Hay un video de 2019 de Marco Antelo, el marido de Anabel. Allí, no sé si en broma o en serio, Marco responde a los que se burlan de él por su sobrepeso y por ser un “mantenido” diciendo que él es un hombre afortunado por tener una mujer con ese cuerpo y quienes lo critican lo envidian porque nunca conseguirán a alguien así. Hay otro video en YouTube de 2018, se titula Anabel Angus en bikini. En él se muestra a cuatro conductores —hombres— en el programa Calle 7, cada uno de ellos dice que por fin podrán ver a Anabel como la reina que es, que esperaron cuatro años para eso. En la pantalla hay el hashtag #anabelangusenbikini. Después de dos minutos de ese preámbulo sale Anabel en bikini, con un pareo en la parte de abajo. Anabel dice que está avergonzada, nunca había salido así, pero se lo debía al público. Semanas después aparecen en la prensa más fotos de Anabel en bikini, esta vez sin el pareo en la parte de abajo. Las reacciones no se dejaron esperar y los fans preguntaban por qué  ahora sí se había sacado el pareo, se preguntaban si la vergüenza de la primera vez fue falsa.

Calle 7 es un programa de pruebas físicas en el que se enfrentan dos equipos. Es uno de los tantos programas que ha conducido Anabel. Cuando empezó el confinamiento seguía al aire, la gente protestaba porque exponía la salud de los competidores. Se hicieron campañas en redes sociales para su cancelación. Unitel finalmente dejó de transmitirlo en abril. En el programa se solían armar disputas entre los integrantes, fabricaban romances entre ellos. En 2015 uno de estos integrantes fue filmado golpeando brutalmente en la calle a otro tipo hasta dejarlo inconsciente porque lo había visto con su exnovia. El agredido no estaba en Calle 7. Fue un caso tan mediático que incluso intervino el ministro de Gobierno. Cuando arrestaron al agresor un grupo de seguidores salió a marchar para darle su apoyo. Meses antes hubo otra marcha. ¿La razón? Unitel había retirado de su grilla de la tarde a Los Simpsons para poner en su lugar a Calle 7 y la protesta pedía que vuelvan Los Simpsons y el fin de la TV basura.
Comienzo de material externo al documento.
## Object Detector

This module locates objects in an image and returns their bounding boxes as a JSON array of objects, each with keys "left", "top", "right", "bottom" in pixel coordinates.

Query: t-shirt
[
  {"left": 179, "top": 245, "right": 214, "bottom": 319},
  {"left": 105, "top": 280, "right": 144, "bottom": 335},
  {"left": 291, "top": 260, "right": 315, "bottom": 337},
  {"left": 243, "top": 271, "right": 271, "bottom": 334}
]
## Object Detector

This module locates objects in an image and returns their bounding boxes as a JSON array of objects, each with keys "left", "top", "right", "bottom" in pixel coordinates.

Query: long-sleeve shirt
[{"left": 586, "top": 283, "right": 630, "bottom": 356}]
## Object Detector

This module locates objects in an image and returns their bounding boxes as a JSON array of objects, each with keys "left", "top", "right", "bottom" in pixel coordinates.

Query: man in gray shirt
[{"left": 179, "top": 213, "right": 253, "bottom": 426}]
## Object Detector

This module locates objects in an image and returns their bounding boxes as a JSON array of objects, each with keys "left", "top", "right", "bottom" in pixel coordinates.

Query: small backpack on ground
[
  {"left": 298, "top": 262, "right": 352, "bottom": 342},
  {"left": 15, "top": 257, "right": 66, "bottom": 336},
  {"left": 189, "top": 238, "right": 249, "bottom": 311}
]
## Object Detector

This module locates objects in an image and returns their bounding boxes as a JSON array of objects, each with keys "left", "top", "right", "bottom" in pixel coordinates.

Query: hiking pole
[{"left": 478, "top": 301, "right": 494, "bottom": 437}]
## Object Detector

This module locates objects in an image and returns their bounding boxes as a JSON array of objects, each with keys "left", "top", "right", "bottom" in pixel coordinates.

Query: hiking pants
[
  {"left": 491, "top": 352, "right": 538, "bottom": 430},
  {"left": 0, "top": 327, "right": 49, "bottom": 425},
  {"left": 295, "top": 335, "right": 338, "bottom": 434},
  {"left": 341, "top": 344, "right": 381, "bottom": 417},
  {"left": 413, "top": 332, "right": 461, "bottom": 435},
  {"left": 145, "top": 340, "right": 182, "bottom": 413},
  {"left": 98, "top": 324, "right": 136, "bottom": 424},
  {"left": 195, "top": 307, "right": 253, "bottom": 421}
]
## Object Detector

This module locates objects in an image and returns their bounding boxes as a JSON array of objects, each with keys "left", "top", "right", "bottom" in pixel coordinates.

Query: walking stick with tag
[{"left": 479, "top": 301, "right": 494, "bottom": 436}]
En una decisión que se podría denominar, ejem, salomónica, Los Simpsons fueron restituidos y Calle 7 siguió en la programación. En Unitel también mostraron el video de la golpiza, una sola vez, para anunciar de manera escueta que el golpeador ya no continuaría con ellos. A pesar de esto, al programa le siguió yendo muy bien todos estos años, hasta la pandemia. De los competidores de Calle 7 salió otra figura de Unitel, Graciela Novaski. Anabel y Graciela se turnan todos los días para dar las noticias del clima en los tres turnos (Graciela, además, tiene un aturdidor sector de noticias de farándula). A la hora del clima salen con ropas muy ceñidas, ambas dicen lo suficiente: hoy hará calor, mañana frío, etc. Mi madre en las tardes mira un poco de Televisión Española. Ahí en el sector del clima salen mujeres un poco mayorcitas, con trajes holgados, ¡incluso hay hombres del clima! Explican lo que sucede como si fueran metereólogos. Le comenté esta diferencia a mi madre y me dijo que yo me fijaba en huevadas.

En la revista matutina Al Despertar salen Anabel y Graciela. Con ellas aparece otra conductora, Angélica Mérida, también muy reconocida por el público a pesar de no tener las dotes físicas de Anabel o de Graciela. Angélica hace unos años se encargaba del sector farandulero, contaba tantos chismes que en el canal la presentaban como “La que lo sabe todo”. Hay también un periodista deportivo, Ernesto Moreno, y un humorista, Oliver Montoya. El periodista deportivo es el mayor de todos y además es feo (también pienso que estos contrastes son intencionales para que los televidentes lo noten).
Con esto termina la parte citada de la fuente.